New Delhi: Armed by a recent change in law that gives it to more power to act, the Reserve Bank of India has said it will reconstitute its two-member Oversight Committee as it puts in gear a plan to resolve the massive backlog of non-performing assets or bad loans that public sector banks have built.
The oversight committee presides over the restructuring of bad loans with the banks and the central bank said on Monday that its scope needs to be widened. The panel is currently made up of former State Bank of India chairman Janaki Ballabh and former chief vigilance commissioner Pradeep Kumar.
The government has tweaked its laws with an ordinance or executive order recently to help tackle a record $150 billion or Rs 9.64 trillion rupees in troubled bank debts, giving the central bank greater power to identify and enforce resolution on specific cases of bad loans and amending the old system in which the lengthy legal processes for recoveries were involved.
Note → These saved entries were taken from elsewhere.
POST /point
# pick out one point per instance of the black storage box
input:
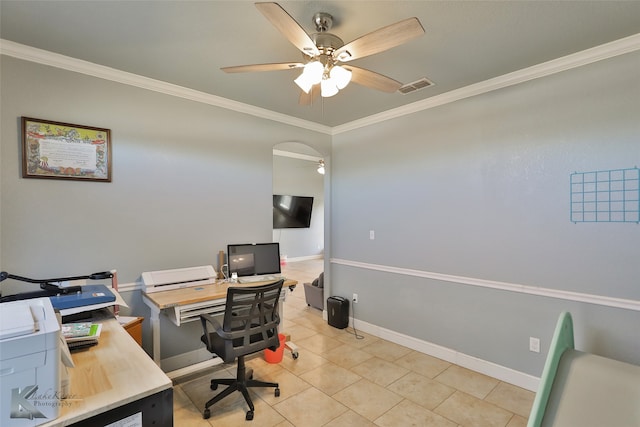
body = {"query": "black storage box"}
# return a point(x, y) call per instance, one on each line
point(338, 312)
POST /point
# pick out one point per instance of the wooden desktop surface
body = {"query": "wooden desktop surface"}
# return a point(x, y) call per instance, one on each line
point(111, 374)
point(195, 294)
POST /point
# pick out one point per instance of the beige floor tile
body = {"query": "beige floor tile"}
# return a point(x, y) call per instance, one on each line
point(306, 361)
point(189, 417)
point(512, 398)
point(310, 408)
point(367, 399)
point(347, 356)
point(517, 421)
point(318, 343)
point(298, 332)
point(466, 380)
point(380, 371)
point(358, 341)
point(290, 385)
point(407, 413)
point(350, 419)
point(330, 378)
point(234, 415)
point(311, 322)
point(387, 350)
point(469, 411)
point(423, 364)
point(421, 390)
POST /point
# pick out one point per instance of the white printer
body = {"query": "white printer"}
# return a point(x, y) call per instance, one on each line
point(29, 363)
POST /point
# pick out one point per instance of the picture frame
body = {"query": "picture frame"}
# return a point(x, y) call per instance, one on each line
point(56, 150)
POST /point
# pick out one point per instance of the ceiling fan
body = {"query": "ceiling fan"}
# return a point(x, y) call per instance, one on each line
point(325, 53)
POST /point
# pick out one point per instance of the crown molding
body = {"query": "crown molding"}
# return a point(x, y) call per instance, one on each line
point(298, 156)
point(575, 60)
point(56, 60)
point(585, 57)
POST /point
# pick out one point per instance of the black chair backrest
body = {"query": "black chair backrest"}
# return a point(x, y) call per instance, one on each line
point(251, 319)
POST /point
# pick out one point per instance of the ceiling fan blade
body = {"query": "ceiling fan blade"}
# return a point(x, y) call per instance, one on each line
point(308, 98)
point(288, 27)
point(373, 80)
point(380, 40)
point(263, 67)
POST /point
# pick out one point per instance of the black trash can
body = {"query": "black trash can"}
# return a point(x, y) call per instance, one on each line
point(338, 312)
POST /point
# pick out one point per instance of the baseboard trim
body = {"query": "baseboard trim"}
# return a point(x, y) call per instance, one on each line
point(502, 373)
point(627, 304)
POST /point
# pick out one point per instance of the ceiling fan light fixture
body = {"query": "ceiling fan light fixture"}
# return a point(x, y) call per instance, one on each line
point(314, 71)
point(328, 87)
point(341, 76)
point(304, 82)
point(311, 75)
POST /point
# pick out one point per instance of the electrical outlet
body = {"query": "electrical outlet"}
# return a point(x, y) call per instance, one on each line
point(534, 344)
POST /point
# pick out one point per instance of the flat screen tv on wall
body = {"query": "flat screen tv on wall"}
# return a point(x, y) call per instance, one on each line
point(292, 211)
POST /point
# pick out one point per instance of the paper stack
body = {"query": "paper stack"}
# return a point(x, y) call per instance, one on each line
point(81, 335)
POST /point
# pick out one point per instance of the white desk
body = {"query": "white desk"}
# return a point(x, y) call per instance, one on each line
point(186, 304)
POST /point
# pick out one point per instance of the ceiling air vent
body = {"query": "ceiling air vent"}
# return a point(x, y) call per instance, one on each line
point(414, 86)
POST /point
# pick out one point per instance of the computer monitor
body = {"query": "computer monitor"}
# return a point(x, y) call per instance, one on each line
point(254, 259)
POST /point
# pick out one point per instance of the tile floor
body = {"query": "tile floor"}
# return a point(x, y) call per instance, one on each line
point(340, 380)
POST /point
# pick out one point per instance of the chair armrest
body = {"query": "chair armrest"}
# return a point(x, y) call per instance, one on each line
point(207, 319)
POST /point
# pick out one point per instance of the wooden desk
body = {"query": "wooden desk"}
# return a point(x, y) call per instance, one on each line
point(113, 380)
point(186, 304)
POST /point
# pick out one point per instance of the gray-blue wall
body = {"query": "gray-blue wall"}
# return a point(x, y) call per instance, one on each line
point(188, 179)
point(479, 189)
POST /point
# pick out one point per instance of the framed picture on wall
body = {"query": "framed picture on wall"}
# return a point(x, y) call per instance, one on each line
point(65, 151)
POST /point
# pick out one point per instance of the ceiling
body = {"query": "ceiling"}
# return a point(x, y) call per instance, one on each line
point(187, 42)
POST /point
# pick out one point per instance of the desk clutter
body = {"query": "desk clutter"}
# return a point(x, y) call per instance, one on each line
point(81, 335)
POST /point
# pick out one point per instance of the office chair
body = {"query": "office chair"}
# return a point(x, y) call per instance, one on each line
point(250, 325)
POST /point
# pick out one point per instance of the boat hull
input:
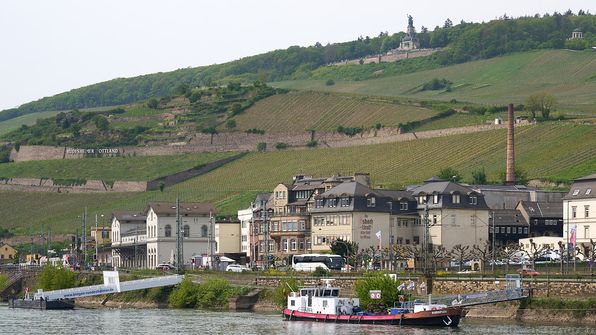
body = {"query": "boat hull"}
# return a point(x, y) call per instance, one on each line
point(41, 304)
point(446, 317)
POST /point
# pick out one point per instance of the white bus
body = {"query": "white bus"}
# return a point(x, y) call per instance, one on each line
point(310, 262)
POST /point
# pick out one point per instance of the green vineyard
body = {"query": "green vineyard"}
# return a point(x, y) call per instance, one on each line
point(298, 111)
point(552, 151)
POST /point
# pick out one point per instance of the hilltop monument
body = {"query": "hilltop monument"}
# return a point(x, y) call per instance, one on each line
point(410, 41)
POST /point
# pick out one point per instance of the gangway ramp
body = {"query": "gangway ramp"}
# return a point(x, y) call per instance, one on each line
point(111, 284)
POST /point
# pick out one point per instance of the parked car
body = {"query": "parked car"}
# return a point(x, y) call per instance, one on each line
point(527, 272)
point(165, 267)
point(236, 268)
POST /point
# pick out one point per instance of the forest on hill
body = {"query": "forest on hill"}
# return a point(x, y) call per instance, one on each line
point(459, 42)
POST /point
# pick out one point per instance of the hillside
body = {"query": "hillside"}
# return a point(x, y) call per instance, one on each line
point(570, 151)
point(298, 111)
point(462, 42)
point(569, 75)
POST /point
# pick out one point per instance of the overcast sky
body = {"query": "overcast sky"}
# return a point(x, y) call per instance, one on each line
point(48, 47)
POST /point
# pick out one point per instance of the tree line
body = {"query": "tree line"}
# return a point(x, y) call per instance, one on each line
point(462, 42)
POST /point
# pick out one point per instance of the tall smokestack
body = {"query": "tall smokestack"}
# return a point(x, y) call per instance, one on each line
point(510, 179)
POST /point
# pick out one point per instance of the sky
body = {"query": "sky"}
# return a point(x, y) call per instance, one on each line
point(49, 47)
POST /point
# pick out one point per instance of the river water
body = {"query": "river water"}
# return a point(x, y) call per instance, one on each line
point(170, 321)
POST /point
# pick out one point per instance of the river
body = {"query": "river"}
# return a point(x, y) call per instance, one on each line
point(170, 321)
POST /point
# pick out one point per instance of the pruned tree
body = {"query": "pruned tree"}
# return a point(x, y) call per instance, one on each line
point(461, 253)
point(482, 252)
point(507, 252)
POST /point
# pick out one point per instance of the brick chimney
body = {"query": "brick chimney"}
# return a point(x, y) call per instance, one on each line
point(510, 177)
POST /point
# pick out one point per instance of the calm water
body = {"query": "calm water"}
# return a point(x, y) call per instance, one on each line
point(154, 321)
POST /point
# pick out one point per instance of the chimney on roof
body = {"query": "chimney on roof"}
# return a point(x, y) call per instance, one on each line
point(510, 177)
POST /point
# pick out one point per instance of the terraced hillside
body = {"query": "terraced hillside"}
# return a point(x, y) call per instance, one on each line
point(138, 168)
point(552, 151)
point(569, 75)
point(297, 111)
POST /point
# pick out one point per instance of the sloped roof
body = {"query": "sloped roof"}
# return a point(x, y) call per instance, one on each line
point(441, 187)
point(186, 208)
point(542, 209)
point(129, 216)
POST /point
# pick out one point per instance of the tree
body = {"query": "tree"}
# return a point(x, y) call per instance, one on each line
point(479, 177)
point(101, 122)
point(460, 253)
point(346, 249)
point(542, 102)
point(231, 124)
point(152, 103)
point(450, 174)
point(261, 147)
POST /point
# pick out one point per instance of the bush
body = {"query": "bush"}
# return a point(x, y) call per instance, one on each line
point(185, 295)
point(281, 146)
point(55, 278)
point(261, 147)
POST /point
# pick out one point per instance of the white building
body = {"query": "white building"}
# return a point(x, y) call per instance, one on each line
point(161, 231)
point(579, 213)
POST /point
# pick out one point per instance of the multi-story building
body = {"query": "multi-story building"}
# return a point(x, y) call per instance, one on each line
point(544, 218)
point(129, 239)
point(161, 231)
point(579, 213)
point(456, 214)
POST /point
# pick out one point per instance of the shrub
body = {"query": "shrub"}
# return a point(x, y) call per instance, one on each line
point(261, 147)
point(281, 146)
point(214, 293)
point(55, 278)
point(185, 295)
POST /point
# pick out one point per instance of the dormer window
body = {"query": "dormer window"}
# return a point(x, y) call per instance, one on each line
point(422, 199)
point(473, 200)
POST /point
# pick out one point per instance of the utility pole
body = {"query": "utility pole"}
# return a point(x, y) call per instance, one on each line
point(494, 232)
point(391, 237)
point(179, 239)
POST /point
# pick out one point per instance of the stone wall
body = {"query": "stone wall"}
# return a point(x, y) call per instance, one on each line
point(237, 141)
point(91, 186)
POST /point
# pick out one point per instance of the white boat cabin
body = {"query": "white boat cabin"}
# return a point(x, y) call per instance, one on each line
point(321, 300)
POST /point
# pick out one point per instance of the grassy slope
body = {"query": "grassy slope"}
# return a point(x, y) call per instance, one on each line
point(29, 119)
point(570, 151)
point(297, 111)
point(137, 168)
point(569, 75)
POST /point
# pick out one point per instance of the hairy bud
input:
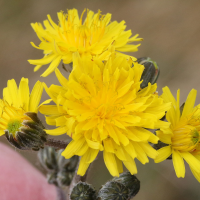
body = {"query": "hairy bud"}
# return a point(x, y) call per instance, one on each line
point(130, 181)
point(113, 190)
point(150, 73)
point(60, 171)
point(26, 133)
point(82, 191)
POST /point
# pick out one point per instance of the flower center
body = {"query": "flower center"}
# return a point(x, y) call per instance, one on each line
point(14, 126)
point(185, 138)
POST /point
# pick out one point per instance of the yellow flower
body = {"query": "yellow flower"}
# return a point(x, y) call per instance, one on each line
point(91, 37)
point(18, 115)
point(103, 108)
point(182, 135)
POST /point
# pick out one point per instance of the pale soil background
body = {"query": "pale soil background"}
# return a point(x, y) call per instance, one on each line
point(171, 32)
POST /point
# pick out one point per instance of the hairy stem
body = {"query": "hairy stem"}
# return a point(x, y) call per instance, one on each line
point(76, 179)
point(59, 144)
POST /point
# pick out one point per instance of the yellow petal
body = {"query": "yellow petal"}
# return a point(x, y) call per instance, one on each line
point(196, 175)
point(63, 81)
point(57, 131)
point(52, 66)
point(45, 60)
point(49, 110)
point(149, 150)
point(141, 155)
point(111, 163)
point(189, 104)
point(2, 132)
point(35, 96)
point(178, 164)
point(13, 91)
point(24, 93)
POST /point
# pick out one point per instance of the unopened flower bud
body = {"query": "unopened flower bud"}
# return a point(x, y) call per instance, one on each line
point(64, 178)
point(150, 73)
point(60, 171)
point(26, 132)
point(82, 191)
point(130, 181)
point(47, 158)
point(113, 190)
point(52, 178)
It authorises the RBI to direct banks to initiate an insolvency resolution process in the case of a default. The provisions will be put up for Parliament's approval in the monsoon session in July.
The central bank is yet to announce a decision on which cases will be taken to the bankruptcy courts. While the government has empowered the RBI, it has not provided for how banks will get the additional capital to support the resolution of bad loan cases and experts say the new measures may not be enough to dent the NPA crisis.
The resolution of stressed assets involves a two-phase process - one assessing the debtors' business viability and the second deciding whether the business should be liquidated or restructured. Both create losses for the lending bank, which will need to support the central bank with capital infusion. Higher the loss, higher the infusion needed.
This means more money may go in to kill bad money.
Fitch Ratings estimated earlier this month that banks will need about $90 billion in new capital to tackle bad debt and meet global Basel III banking rules taking effect in March 2019.
Bad debt rose as huge loans to sectors such as infrastructure came undone after sections of the economy came to a standstill following the 2008 global financial crisis.